During the height of its power, the city of Ephesus was one of the biggest and most influential cities in the entire ancient Mediterranean world.  According to myths and legends, Amazons, great female warriors, founded the city.  Ephesus, or Ephesos is thought to have come from “Apasas” which means city of the Mother Goddess.

Located on the western coast of Asia Minor, in modern day Turkey, Ephesus was one of the oldest Greek settlements on the Aegean Sea.  The city was inhabited from the end of the Bronze Age onward, but its physical location changed numerous times through history thanks to floods and the political agendas of various rulers over the city.

Sadly, little is known of the city’s origins. We know settlements dotted the coast of Asia Minor in the early Bronze Age and increased tremendously during Greek colonization.  Along the way there were some settlements of non-Greeks and the city was ruled by different conquerors from the Persians to the Greeks.  At that time it was deemed a free city, but it was subject to Roman control.   

Ephesus is located at end of the Royal Road, which was the chief thoroughfare of the Roman East.  Ephesus was imperative for East-West trade because it had one of the most important harbors for the exportation of goods to Italy, Greece and the rest of the Roman West.

The city later fell and was founded a second time by the Ionian, Androclus.  Although the city was devastated during the 7th century BCE during the Cimmerian invasion, the Lydian kings ensured it rose again to become one of the wealthiest cities in all of the Mediterranean.

From a religious perspective, the city was created around the ancient shrine of the Roman earth goddess Diana (Greek Artemis).  Later, during the Christian era, Ephesus became an important component of the expansion of Christianity. St Paul launched many of his missions from Ephesus.

And I appreciate the rights and privileges women enjoyed in Ephesus.  Their rights were equal to that of men and there are a plethora of records of female teachers, artists, painters and sculptors, such as the artist Timarete (l.c. 5th century BCE), known for her painting of Artemis. 

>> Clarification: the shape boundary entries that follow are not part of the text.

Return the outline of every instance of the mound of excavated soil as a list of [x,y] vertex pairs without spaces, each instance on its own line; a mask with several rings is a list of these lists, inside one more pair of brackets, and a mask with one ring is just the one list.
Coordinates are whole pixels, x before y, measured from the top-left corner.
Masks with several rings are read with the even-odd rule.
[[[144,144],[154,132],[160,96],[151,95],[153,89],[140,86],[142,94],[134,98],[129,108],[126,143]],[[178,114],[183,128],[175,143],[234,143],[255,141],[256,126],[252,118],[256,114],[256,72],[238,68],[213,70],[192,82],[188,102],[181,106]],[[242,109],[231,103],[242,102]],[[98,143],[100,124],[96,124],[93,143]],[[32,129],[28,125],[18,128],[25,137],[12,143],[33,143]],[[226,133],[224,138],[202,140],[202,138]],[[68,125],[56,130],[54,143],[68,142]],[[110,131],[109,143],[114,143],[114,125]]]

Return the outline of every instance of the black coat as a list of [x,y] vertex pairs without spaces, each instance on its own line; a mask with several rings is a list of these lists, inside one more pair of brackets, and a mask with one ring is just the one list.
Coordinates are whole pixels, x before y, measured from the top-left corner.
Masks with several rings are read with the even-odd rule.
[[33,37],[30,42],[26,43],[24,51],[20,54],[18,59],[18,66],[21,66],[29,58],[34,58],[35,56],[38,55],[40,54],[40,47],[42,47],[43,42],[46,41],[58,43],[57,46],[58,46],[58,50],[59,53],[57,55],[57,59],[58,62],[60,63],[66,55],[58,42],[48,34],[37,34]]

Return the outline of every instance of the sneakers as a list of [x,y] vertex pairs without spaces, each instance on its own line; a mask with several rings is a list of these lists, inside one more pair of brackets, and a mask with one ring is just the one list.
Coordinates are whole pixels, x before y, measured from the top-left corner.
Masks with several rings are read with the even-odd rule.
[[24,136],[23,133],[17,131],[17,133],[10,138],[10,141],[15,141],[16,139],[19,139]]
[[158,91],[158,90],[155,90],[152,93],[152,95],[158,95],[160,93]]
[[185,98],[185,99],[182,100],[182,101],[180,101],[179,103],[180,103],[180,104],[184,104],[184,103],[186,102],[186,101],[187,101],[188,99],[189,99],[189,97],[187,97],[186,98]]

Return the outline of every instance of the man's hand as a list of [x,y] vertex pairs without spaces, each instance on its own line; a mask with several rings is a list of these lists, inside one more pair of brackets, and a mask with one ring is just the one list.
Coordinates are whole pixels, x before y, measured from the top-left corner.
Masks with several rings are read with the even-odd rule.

If you would like to learn more about this incredible ancient city, see these additional resources:

History of Ephesus

Details about some of the Excavations at Ephesus

Ephesus mentioned in the Bible

UNESCO Silk Roads Programme

On Day 7 of the 2022 Retreat to Turkey, we will see experience Ancient Ephesus in person!  This is one of the days I am very excited to share with you during our trip.  I have been to Ephesus and I truly loved every second of exploration through this incredibly preserved ancient city.  I know it will be a favorite for a lot of people who come on this trip because the entire site is so well preserved, you will literally feel like you are walking through history.  

Even inside the garden houses in Ephesus, you can see well preserved mosaic floors and paint on the walls. It really takes you back in time in a very tangible way.  Maybe you don’t know a whole about Ephesus, but you will get to see first hand what existed. I think day 7 will be a highlight day for you travel and history buffs alike. 

The day doesn’t end in ancient Ephesus though! After an incredible lunch, we visit the house of Mother Mary, where it is thought she spent 4 years before her death.  Pope Paul visited there in 1967. We will get to see in and around the house and a really beautiful prayer wall and fountains. After that we will drive to our hotel and stay the night in Kusadasi.

If you would like to walk through the history of Ancient Ephesus with us, tap here to learn more about the full Retreat and reserve your spot.  And be sure to check out the full video on each day’s itinerary!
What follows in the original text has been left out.